ECLI:NL:CRVB:2016:1464
Centrale Raad van Beroep
- Hoger beroep
- Rechtspraak.nl
Intrekking en terugvordering van bijstand wegens niet-woning in gemeente Zoetermeer
In deze zaak gaat het om de intrekking en terugvordering van bijstand aan appellant, die vanaf 18 juli 2012 bijstand ontving op basis van de Wet werk en bijstand (WWB). De gemeente Zoetermeer heeft onderzoek gedaan naar de rechtmatigheid van de bijstand, omdat er vermoedens bestonden dat appellant niet woonachtig was in de gemeente.
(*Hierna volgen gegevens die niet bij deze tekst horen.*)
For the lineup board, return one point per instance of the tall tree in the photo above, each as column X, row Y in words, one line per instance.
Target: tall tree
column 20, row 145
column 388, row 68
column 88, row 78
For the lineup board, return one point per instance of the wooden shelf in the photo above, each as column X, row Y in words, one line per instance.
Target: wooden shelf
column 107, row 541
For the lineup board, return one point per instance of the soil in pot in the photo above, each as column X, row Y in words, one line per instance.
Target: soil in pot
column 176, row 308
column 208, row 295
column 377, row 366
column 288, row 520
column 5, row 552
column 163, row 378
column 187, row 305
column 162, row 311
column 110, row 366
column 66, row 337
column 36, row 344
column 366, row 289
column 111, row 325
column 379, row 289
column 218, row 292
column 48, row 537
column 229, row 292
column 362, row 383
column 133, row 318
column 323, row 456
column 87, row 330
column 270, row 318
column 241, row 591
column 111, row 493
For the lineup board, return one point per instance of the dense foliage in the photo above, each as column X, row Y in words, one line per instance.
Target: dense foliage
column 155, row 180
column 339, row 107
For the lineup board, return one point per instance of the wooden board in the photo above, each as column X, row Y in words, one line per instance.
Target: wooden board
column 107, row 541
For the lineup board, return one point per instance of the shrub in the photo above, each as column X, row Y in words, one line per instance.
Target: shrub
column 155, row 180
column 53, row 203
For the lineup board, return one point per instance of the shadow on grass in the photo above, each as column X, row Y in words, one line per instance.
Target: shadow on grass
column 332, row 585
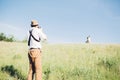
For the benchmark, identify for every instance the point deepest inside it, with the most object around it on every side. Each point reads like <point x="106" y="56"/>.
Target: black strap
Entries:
<point x="32" y="37"/>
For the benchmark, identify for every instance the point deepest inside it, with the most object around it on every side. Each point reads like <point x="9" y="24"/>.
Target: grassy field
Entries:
<point x="62" y="61"/>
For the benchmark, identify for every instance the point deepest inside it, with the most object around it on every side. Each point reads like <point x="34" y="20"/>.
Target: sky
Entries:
<point x="63" y="21"/>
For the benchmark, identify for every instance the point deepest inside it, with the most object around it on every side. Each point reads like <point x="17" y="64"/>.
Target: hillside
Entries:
<point x="63" y="61"/>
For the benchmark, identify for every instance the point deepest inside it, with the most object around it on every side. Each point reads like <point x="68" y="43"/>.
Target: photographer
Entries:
<point x="35" y="36"/>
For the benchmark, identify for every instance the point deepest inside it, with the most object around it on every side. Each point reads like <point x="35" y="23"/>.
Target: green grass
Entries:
<point x="62" y="61"/>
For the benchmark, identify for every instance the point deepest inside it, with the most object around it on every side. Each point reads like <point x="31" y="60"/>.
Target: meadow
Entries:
<point x="62" y="61"/>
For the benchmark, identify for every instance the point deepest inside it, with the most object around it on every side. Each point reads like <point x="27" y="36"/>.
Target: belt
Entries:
<point x="34" y="48"/>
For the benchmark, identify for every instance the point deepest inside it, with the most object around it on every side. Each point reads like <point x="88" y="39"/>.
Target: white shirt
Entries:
<point x="37" y="33"/>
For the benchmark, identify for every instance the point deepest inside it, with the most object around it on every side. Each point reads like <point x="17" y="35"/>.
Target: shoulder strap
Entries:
<point x="32" y="37"/>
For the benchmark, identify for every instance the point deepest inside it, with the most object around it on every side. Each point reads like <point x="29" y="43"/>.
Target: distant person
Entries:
<point x="88" y="39"/>
<point x="35" y="36"/>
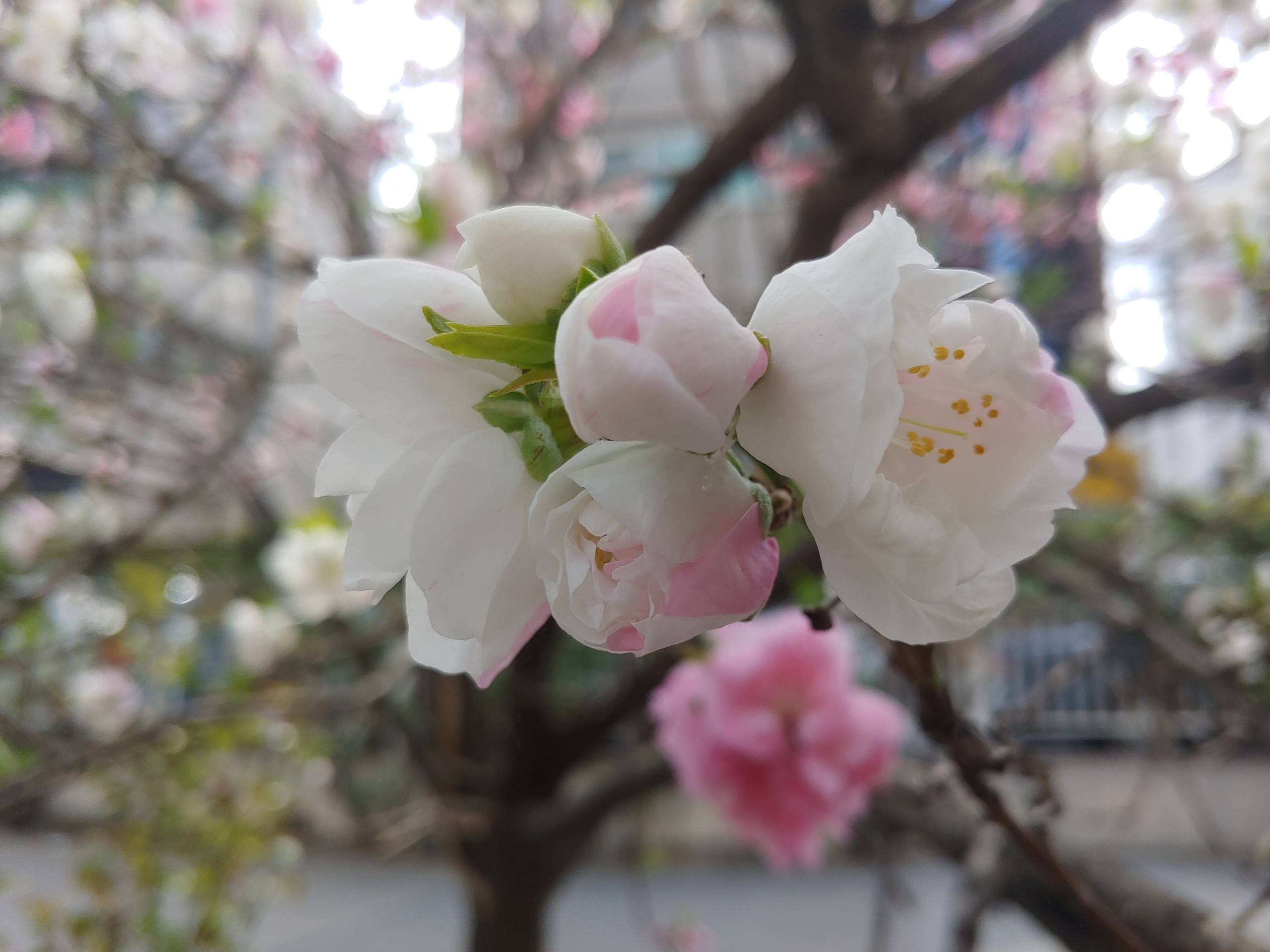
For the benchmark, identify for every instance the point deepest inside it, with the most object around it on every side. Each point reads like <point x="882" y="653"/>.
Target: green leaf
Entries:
<point x="586" y="277"/>
<point x="611" y="250"/>
<point x="539" y="450"/>
<point x="511" y="413"/>
<point x="765" y="507"/>
<point x="520" y="332"/>
<point x="436" y="321"/>
<point x="517" y="352"/>
<point x="1250" y="252"/>
<point x="547" y="373"/>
De Centrale Raad van Beroep heeft de feiten en omstandigheden van de zaak beoordeeld, waaronder het lage waterverbruik op het opgegeven woonadres en de verklaringen van buurtbewoners. De rechtbank heeft eerder de beroepen van appellant tegen de besluiten van de gemeente ongegrond verklaard. De Raad bevestigt deze uitspraken, omdat de onderzoeksbevindingen voldoende grondslag bieden voor de conclusie dat appellant zijn hoofdverblijf niet in de gemeente Zoetermeer had. De Raad oordeelt dat de gemeente terecht de bijstand heeft ingetrokken en de kosten heeft teruggevorderd. De gronden van appellant in hoger beroep worden verworpen, en de Raad ziet geen aanleiding voor een veroordeling in de proceskosten.